While the SEER database allowed for evaluation of a relatively large number of patients with a rare tumor, the use of this database also resulted in a number of major limitations. First, race, ethnicity, and tumor histology could not be confirmed. Second, in order to develop a large enough cohort of patients with different race and ethnicity groups for analysis, we included patients treated in the 1970's. Given that the treatment of ES has evolved since the 1970's, some of our findings may not apply in the setting of current practice. Third, a substantial amount of data is missing from the SEER database. We had intended to evaluate for differences in treatment by race and ethnicity.
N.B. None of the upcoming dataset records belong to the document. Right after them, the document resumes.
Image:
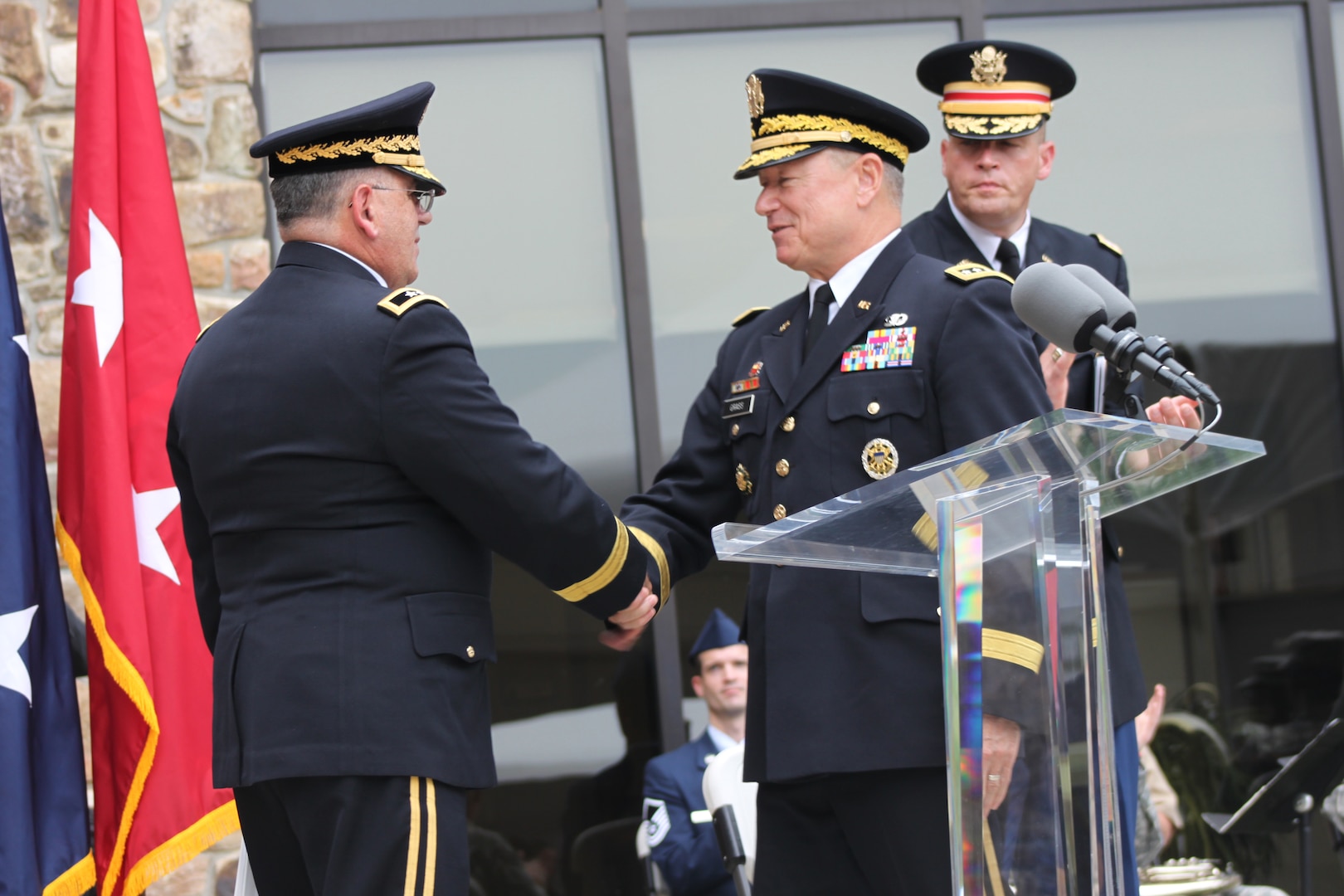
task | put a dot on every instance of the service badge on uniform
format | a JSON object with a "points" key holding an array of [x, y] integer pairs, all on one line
{"points": [[656, 820], [743, 479], [882, 348], [879, 458]]}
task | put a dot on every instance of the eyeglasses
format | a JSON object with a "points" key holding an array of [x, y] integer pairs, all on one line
{"points": [[424, 197]]}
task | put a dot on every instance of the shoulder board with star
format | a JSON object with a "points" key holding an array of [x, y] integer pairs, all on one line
{"points": [[207, 327], [1108, 243], [968, 271], [752, 314], [405, 299]]}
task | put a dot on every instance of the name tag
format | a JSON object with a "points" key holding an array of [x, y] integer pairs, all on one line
{"points": [[739, 406]]}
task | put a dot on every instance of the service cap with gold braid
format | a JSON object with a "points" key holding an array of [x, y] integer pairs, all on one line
{"points": [[995, 89], [795, 116], [379, 132]]}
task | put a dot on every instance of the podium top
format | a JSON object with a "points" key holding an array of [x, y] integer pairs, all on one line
{"points": [[889, 525]]}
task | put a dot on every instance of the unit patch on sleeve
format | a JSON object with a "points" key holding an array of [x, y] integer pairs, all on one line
{"points": [[882, 348], [401, 301], [967, 271], [656, 821]]}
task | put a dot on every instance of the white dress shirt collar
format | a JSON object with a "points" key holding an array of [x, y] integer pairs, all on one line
{"points": [[377, 275], [986, 242], [847, 278], [721, 740]]}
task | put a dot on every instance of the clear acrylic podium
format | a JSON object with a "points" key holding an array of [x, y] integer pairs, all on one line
{"points": [[1011, 525]]}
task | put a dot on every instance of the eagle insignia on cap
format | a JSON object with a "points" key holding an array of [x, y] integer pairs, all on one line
{"points": [[756, 97], [988, 66]]}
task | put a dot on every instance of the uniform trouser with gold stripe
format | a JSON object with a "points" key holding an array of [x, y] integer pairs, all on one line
{"points": [[355, 835]]}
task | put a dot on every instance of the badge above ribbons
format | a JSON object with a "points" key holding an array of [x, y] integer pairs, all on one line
{"points": [[882, 348]]}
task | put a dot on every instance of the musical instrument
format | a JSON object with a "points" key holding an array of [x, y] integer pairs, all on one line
{"points": [[1187, 878]]}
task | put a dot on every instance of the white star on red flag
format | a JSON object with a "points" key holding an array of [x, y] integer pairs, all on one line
{"points": [[151, 509], [100, 286]]}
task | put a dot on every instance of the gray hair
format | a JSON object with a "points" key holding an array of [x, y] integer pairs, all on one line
{"points": [[894, 183], [314, 195], [893, 179]]}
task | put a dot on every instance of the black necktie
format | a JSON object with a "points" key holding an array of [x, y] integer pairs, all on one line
{"points": [[821, 316], [1011, 261]]}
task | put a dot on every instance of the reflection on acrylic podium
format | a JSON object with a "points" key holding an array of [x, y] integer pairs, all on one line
{"points": [[1011, 525]]}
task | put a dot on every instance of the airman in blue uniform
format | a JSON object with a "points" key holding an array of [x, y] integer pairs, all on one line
{"points": [[678, 821]]}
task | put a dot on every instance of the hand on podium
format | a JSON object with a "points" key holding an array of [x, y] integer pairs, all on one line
{"points": [[1054, 366], [631, 621], [1001, 739]]}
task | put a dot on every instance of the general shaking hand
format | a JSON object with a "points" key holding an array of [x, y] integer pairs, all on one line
{"points": [[632, 620]]}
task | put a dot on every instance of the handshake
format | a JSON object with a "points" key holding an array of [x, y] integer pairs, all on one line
{"points": [[632, 621]]}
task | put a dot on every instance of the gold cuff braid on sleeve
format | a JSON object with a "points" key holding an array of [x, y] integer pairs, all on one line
{"points": [[1011, 648], [606, 572], [652, 546]]}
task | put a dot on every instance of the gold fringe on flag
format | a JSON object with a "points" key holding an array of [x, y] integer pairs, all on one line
{"points": [[180, 848]]}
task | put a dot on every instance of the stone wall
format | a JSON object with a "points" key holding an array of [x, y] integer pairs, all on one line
{"points": [[202, 58]]}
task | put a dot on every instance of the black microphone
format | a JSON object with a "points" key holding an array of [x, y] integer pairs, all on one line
{"points": [[1069, 312], [1121, 314]]}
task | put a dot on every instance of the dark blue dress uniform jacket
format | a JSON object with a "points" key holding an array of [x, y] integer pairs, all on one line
{"points": [[344, 473], [689, 853], [845, 666], [940, 234]]}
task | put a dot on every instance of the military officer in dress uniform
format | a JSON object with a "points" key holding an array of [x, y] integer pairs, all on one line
{"points": [[678, 821], [996, 100], [346, 472], [884, 360]]}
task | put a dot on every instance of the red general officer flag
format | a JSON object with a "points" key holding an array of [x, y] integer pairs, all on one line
{"points": [[130, 321]]}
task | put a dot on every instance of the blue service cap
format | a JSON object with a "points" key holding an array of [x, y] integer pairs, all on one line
{"points": [[379, 132], [718, 631]]}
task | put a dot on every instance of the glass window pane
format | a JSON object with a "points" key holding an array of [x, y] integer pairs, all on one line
{"points": [[683, 4], [710, 256], [1220, 222], [523, 249], [293, 12]]}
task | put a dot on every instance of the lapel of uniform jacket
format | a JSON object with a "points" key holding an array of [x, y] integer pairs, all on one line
{"points": [[851, 321], [782, 349], [1040, 246]]}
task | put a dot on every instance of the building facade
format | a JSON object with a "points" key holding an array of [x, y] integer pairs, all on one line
{"points": [[597, 249]]}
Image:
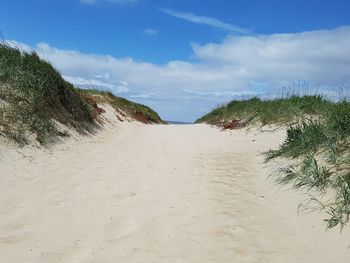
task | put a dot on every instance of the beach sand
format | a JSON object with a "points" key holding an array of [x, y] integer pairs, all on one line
{"points": [[157, 193]]}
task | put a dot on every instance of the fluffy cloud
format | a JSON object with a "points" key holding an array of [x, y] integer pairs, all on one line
{"points": [[150, 32], [248, 65], [120, 2], [205, 20]]}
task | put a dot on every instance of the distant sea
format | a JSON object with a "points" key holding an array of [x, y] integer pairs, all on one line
{"points": [[178, 122]]}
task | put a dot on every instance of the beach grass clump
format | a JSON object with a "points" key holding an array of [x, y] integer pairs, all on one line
{"points": [[276, 111], [317, 144], [322, 151], [34, 99], [33, 94]]}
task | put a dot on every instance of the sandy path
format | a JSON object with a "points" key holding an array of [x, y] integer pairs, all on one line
{"points": [[156, 194]]}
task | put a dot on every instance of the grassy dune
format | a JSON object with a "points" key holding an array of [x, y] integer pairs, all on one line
{"points": [[317, 140], [34, 96]]}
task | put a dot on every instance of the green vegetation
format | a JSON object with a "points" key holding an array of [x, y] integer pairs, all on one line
{"points": [[277, 111], [138, 111], [34, 97], [317, 140]]}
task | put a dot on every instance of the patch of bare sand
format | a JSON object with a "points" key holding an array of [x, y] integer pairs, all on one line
{"points": [[137, 193]]}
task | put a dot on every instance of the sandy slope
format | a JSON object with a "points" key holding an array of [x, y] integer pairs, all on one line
{"points": [[140, 193]]}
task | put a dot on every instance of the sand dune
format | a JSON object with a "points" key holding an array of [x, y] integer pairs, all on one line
{"points": [[137, 193]]}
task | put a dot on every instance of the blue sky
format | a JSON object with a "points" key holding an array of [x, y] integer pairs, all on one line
{"points": [[184, 57]]}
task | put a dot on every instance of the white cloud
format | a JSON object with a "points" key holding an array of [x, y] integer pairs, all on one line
{"points": [[120, 2], [221, 71], [150, 32], [209, 21]]}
Unfortunately, data on local control were of limited quality, with approximately half of patients without any apparent local control. Data on the use of chemotherapy and on the use of high-dose chemotherapy with autologous stem cell rescue were also not available.
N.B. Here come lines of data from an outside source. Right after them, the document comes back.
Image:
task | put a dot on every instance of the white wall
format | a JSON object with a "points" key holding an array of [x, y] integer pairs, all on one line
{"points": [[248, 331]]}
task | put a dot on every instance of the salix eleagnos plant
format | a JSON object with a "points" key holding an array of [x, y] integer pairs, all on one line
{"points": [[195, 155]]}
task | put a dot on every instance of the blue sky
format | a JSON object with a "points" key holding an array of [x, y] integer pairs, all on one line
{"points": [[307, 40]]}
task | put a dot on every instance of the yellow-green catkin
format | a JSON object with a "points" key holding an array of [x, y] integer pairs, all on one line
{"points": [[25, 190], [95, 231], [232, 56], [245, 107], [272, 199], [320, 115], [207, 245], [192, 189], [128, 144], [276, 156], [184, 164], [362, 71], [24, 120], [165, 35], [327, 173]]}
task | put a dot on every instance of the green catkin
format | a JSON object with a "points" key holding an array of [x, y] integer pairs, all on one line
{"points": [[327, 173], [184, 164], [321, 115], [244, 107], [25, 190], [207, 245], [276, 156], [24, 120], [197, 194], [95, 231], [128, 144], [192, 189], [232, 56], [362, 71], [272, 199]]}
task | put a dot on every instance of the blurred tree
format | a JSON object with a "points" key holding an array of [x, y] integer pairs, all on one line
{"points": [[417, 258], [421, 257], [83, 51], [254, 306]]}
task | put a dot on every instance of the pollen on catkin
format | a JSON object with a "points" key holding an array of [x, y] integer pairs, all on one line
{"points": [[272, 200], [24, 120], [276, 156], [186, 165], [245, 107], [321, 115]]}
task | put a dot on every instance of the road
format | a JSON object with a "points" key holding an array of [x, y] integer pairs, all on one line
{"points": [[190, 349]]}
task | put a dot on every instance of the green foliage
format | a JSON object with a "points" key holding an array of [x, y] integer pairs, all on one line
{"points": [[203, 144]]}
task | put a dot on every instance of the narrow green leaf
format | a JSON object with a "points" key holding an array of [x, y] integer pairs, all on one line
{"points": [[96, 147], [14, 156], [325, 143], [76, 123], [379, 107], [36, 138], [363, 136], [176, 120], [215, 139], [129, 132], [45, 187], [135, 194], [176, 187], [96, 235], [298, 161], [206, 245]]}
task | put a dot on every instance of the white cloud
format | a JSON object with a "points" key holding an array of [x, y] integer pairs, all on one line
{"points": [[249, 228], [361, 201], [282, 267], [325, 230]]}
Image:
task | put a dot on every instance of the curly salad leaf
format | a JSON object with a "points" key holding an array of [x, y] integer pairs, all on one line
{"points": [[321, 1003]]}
Tumor size is a recognized prognostic factor in Ewing sarcoma.21–23
Tumor size was not available for approximately half of the analyzed population. Due to these large numbers of missing values, our final model did not control for tumor size. Approximately 90% of patients had complete data for other confounding variables and were included in these final models. In a sensitivity model that also controlled for tumor size, white Hispanic and black patients continued to demonstrate a significantly inferior outcome compared to white non-Hispanic patients. In this sensitivity model, Asian patients did not demonstrate a statistical difference from the reference group. This lack of difference may reflect small patient numbers, particularly since the point estimate of the hazard ratio did not change but the confidence interval widened.
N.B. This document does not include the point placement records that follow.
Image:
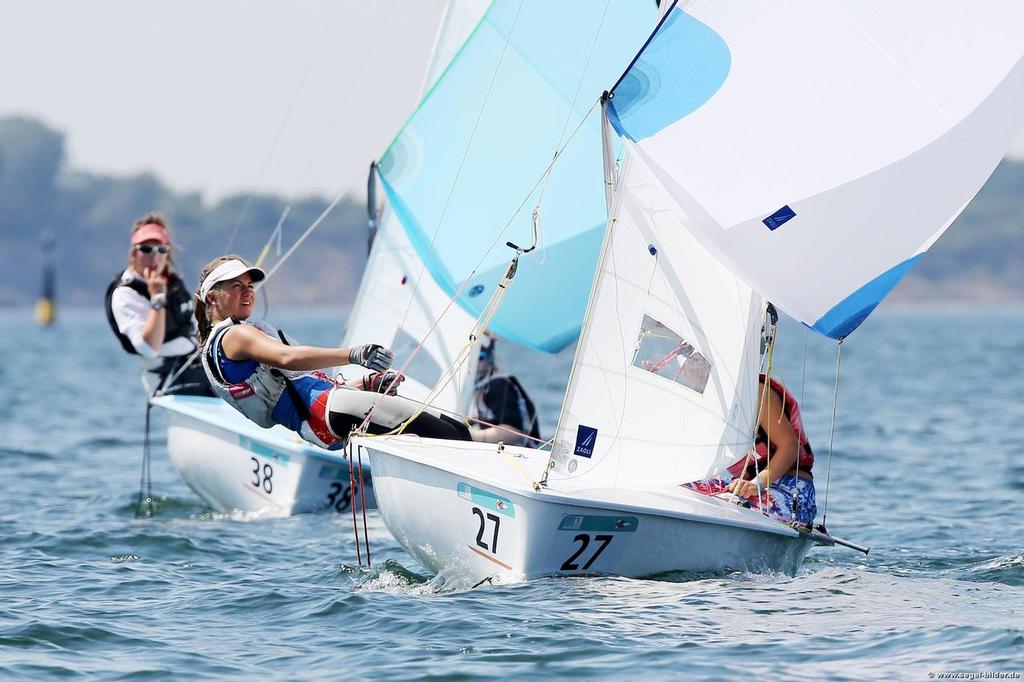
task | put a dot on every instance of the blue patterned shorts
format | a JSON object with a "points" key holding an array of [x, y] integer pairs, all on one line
{"points": [[776, 501]]}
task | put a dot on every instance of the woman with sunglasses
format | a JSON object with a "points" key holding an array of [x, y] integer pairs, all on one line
{"points": [[151, 311], [257, 371]]}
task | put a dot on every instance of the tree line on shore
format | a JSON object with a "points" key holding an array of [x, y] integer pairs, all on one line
{"points": [[980, 258]]}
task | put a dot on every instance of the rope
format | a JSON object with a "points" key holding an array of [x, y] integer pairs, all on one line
{"points": [[298, 242], [455, 182], [832, 431], [351, 504], [472, 273], [518, 467], [480, 325], [145, 477], [363, 506], [321, 144], [281, 128]]}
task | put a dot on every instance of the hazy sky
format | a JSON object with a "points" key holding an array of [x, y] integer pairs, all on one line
{"points": [[219, 95]]}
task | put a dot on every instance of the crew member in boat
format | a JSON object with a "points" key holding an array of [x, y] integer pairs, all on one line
{"points": [[775, 474], [502, 406], [150, 310], [258, 371]]}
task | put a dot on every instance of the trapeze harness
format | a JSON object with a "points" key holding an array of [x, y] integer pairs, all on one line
{"points": [[178, 324], [310, 403], [501, 399], [748, 467]]}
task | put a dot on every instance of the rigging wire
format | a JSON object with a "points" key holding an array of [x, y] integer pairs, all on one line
{"points": [[321, 144], [541, 181], [323, 216], [281, 128], [832, 431], [455, 182]]}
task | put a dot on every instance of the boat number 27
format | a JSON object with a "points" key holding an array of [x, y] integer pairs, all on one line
{"points": [[480, 541], [571, 563], [262, 475]]}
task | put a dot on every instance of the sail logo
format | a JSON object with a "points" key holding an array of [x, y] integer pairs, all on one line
{"points": [[586, 437], [779, 217]]}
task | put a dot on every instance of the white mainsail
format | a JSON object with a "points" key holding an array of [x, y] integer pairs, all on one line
{"points": [[818, 148], [806, 152]]}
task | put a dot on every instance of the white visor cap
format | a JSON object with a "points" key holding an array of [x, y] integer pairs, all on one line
{"points": [[228, 270]]}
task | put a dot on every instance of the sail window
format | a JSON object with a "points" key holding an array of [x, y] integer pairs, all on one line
{"points": [[662, 351]]}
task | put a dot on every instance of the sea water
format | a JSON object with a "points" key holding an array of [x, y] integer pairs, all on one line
{"points": [[928, 469]]}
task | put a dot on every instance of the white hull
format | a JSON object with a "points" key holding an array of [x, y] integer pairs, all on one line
{"points": [[235, 465], [467, 513]]}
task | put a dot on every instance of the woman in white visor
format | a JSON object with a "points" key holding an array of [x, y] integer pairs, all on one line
{"points": [[271, 381]]}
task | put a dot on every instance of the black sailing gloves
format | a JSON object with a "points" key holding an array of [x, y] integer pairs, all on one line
{"points": [[373, 356], [386, 382]]}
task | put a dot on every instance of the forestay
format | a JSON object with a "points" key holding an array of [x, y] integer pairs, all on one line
{"points": [[398, 304], [479, 142], [818, 148], [664, 386]]}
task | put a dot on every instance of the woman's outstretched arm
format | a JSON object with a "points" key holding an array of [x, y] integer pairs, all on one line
{"points": [[244, 342]]}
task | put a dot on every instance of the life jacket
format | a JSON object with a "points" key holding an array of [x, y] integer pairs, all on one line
{"points": [[513, 407], [763, 451], [258, 394], [179, 307]]}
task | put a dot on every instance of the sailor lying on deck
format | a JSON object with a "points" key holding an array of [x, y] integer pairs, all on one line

A higher proportion of white Hispanic patients with ES were registered in SEER over the last decade compared to white non-Hispanic patients with ES. This effect might be explained in part by the growing US Hispanic population. Furthermore, the SEER program has been specifically adding more population-based cancer registries with a higher census of Hispanic residents. Since outcomes for patients with ES have improved over time,24
we controlled for the changing demographic of the SEER database by controlling for year of diagnosis.
This study demonstrates differences in OS according to race and ethnicity even after accounting for known prognostic factors in Ewing sarcoma. Although the reasons for these differences remain unknown, several factors suggest that biologic differences may at least contribute to these differences. First, the striking difference in incidence by race suggests a genetic component to this disease. Second, patients other than white non-Hispanic patients were more likely to present with soft tissue rather than bone tumors. Finally, a previous group demonstrated that Japanese patients had a higher frequency of somatic loss of chromosome 19 compared to white patients.25
Further investigations into the biologic and genetic differences in ES tumors according to race and ethnicity are required. Similarly, further studies into possible environmental differences and health care disparities are required to evaluate the role of these factors in explaining the observed outcome differences.
Patient and tumor characteristics in Ewing sarcoma differ by race and ethnicity. Overall survival also differs by race and ethnicity even after controlling for known prognostic factors.